The third chapter is pivotal: Putting the Power of Purpose in Your Financial Plan. He argues for gaining an understanding of God’s purpose for your life to drive your financial decisions. What you think you should be doing now and in the future should determine what you do with your money in the present. There is no one answer for this question. It is a question that many financial advisers ignore, or twist into a selfish purpose. As I read this I realized that most of a married couple’s fights about money and time are really a fight about mission. They either have no sense of mission to guide them, or they have conflicting missions that have not been reconciled or aligned. He provides some practical advice for career change and transitions.

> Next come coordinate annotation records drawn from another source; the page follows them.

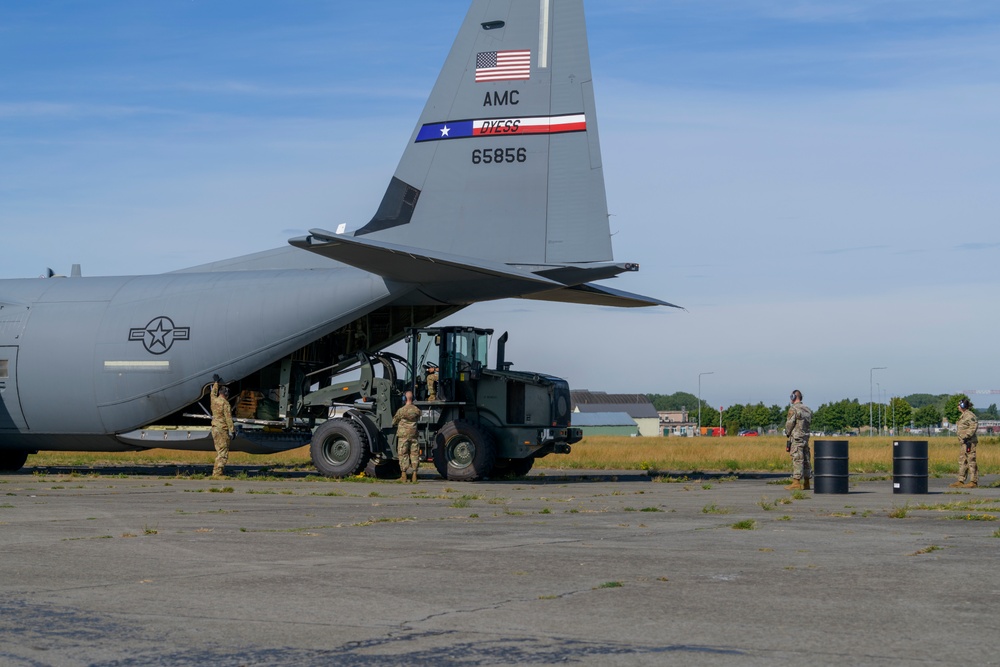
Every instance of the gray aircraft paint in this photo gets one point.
(91, 360)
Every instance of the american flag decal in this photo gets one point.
(503, 66)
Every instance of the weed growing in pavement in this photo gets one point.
(926, 550)
(610, 584)
(899, 512)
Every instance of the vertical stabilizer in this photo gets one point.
(505, 162)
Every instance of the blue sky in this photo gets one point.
(815, 182)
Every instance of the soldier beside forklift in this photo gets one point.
(481, 423)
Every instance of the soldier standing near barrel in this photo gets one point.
(967, 426)
(222, 426)
(407, 448)
(797, 431)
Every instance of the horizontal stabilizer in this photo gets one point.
(584, 273)
(594, 295)
(410, 265)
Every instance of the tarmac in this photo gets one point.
(149, 566)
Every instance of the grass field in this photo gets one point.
(730, 454)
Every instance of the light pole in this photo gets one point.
(870, 399)
(879, 387)
(699, 398)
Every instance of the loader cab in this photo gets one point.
(458, 353)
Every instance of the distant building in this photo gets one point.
(605, 423)
(677, 422)
(636, 406)
(988, 427)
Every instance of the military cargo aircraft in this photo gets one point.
(499, 194)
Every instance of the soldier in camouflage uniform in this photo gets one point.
(407, 448)
(222, 426)
(797, 431)
(967, 426)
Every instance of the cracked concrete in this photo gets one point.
(583, 568)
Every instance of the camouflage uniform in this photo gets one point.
(967, 426)
(432, 378)
(797, 428)
(222, 426)
(407, 449)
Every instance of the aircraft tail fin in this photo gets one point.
(505, 163)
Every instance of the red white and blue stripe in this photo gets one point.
(502, 127)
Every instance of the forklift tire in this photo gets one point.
(382, 469)
(463, 452)
(339, 448)
(12, 461)
(511, 468)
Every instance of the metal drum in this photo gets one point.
(830, 474)
(909, 466)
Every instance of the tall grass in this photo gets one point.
(729, 454)
(760, 454)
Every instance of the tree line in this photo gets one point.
(917, 410)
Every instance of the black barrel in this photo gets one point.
(830, 473)
(909, 466)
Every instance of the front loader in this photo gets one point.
(482, 422)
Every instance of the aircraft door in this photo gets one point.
(11, 417)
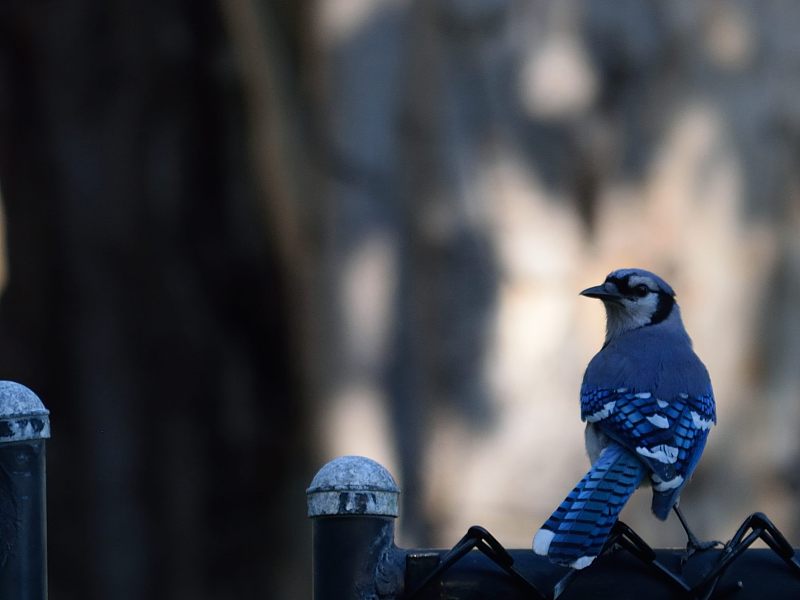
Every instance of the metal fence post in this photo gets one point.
(24, 426)
(352, 502)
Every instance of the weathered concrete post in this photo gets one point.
(353, 504)
(24, 426)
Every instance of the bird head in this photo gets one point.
(633, 298)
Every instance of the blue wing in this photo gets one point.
(667, 434)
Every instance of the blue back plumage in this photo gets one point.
(649, 406)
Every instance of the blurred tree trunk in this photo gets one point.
(147, 302)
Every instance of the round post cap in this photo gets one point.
(22, 415)
(352, 485)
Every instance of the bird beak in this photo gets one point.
(602, 292)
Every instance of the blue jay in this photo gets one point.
(648, 405)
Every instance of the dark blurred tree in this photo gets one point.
(148, 301)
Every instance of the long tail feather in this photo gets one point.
(575, 533)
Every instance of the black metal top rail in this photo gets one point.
(353, 503)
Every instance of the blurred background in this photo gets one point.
(242, 238)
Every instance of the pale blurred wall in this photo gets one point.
(488, 159)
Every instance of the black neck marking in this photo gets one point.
(664, 308)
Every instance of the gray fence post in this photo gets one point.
(352, 502)
(24, 426)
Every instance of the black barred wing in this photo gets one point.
(668, 434)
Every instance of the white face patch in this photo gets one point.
(630, 313)
(662, 453)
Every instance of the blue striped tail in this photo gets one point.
(577, 530)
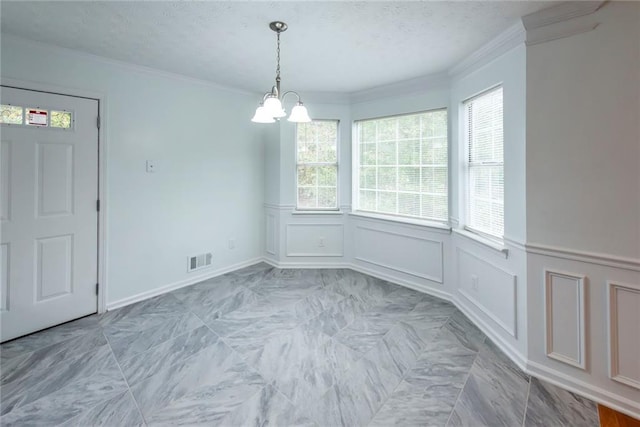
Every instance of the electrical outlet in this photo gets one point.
(474, 282)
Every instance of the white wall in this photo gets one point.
(414, 255)
(293, 238)
(583, 137)
(583, 199)
(208, 187)
(498, 300)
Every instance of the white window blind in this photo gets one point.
(317, 165)
(484, 119)
(402, 165)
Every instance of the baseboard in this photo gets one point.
(597, 394)
(506, 348)
(406, 283)
(305, 264)
(181, 284)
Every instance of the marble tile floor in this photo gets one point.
(265, 346)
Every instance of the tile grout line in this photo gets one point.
(402, 376)
(125, 379)
(463, 386)
(526, 402)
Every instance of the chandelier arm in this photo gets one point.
(292, 92)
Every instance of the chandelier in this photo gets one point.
(271, 108)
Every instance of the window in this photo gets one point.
(16, 115)
(317, 171)
(402, 165)
(60, 119)
(485, 163)
(11, 114)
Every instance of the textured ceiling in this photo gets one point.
(330, 46)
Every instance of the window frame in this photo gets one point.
(337, 165)
(49, 110)
(467, 166)
(355, 175)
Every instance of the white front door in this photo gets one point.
(49, 189)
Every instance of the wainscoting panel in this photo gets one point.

He then moves toward the heart in focusing on your history with money. We all have a standard operating procedure with regard to money that has been shaped by our personal histories. He references Brent Kessel’s 8 financial archetypes, and sends you to take a quiz to identify which fits you. This does not mean you are stuck there. He provides the positives of most archetypes, as well as the weaknesses that should be addressed.

He then seeks to increase our money awareness: how much money flows through our lives and how to utilize that knowledge to make better financial decisions. From there he moves to the BIG financial decisions that take up most of the money that flows through our lives: homes, children, cars. Many couples don’t think about these decisions in light of God’s mission for them and the flow of money in their lives. They often receive counsel from those who benefit from their decisions: real estate agents, financial advisers etc.

He then talks about building wealth which starts with debt. Some debt is good, or productive, because it is an investment in the future and our mission. Some debt is regrettable or unwise. This is largely, but not exclusively, consumer debt. It may make us feel better, in the short run, but eventually we see that we have squandered money we could have used better because it is not productive. Some debt is immoral. Borrowing from the Old Testament he notes that we should not charge the poor interest so they can survive. Interest free loans to have a business is a good thing for the poor. Loans for rent don’t really help anyone get ahead. He helps us to understand the types of debt so we can evaluate past decisions, make changes and make better future decisions.

He then moves into investing, providing 9 habits for successful investing. What makes for successful investing for you may not make for successful investing for me. This is because our goals, experience, strengths etc are different. There is therefore, not one investment plan but these “habits” help us build a plan to invest.

It is not about just debt and investing. Giving matters in the present and the future. He notes the three kinds of tithes from the Old Testament which should guide how we think about giving. One of them is for celebrating God’s goodness to us. Some of their giving was spent on a party- think Thanksgiving on steroids. We should celebrate God’s goodness to us. This “tithe” can be used for parties, vacations, treating others etc. The second was the tithe for the poor. It was 10% every 3rd year. God gives us money that should be used to care for the poor. We should give to our deacons’ funds at church, local ministries to the poor, sponsoring orphanages or children in under-developed countries etc. There is also the Levitical tithe which provided for the Levites, priests and the worship of the people. The OT instructs us on the type of giving that should find a place in our lives.

The last chapter is on passing on an inheritance. He expands that to a spiritual inheritance. But he provides some helpful advice in thinking through the questions surrounding this issue.

Kesler’s book is a very helpful book filled with wisdom for a variety of people. It would be a valuable tool for any deacon’s toolbox as he comes alongside members with financial issues. It would be helpful for financial advisers to provide a more holistic approach to helping customers. I think it is good enough to get copies for all our church officers.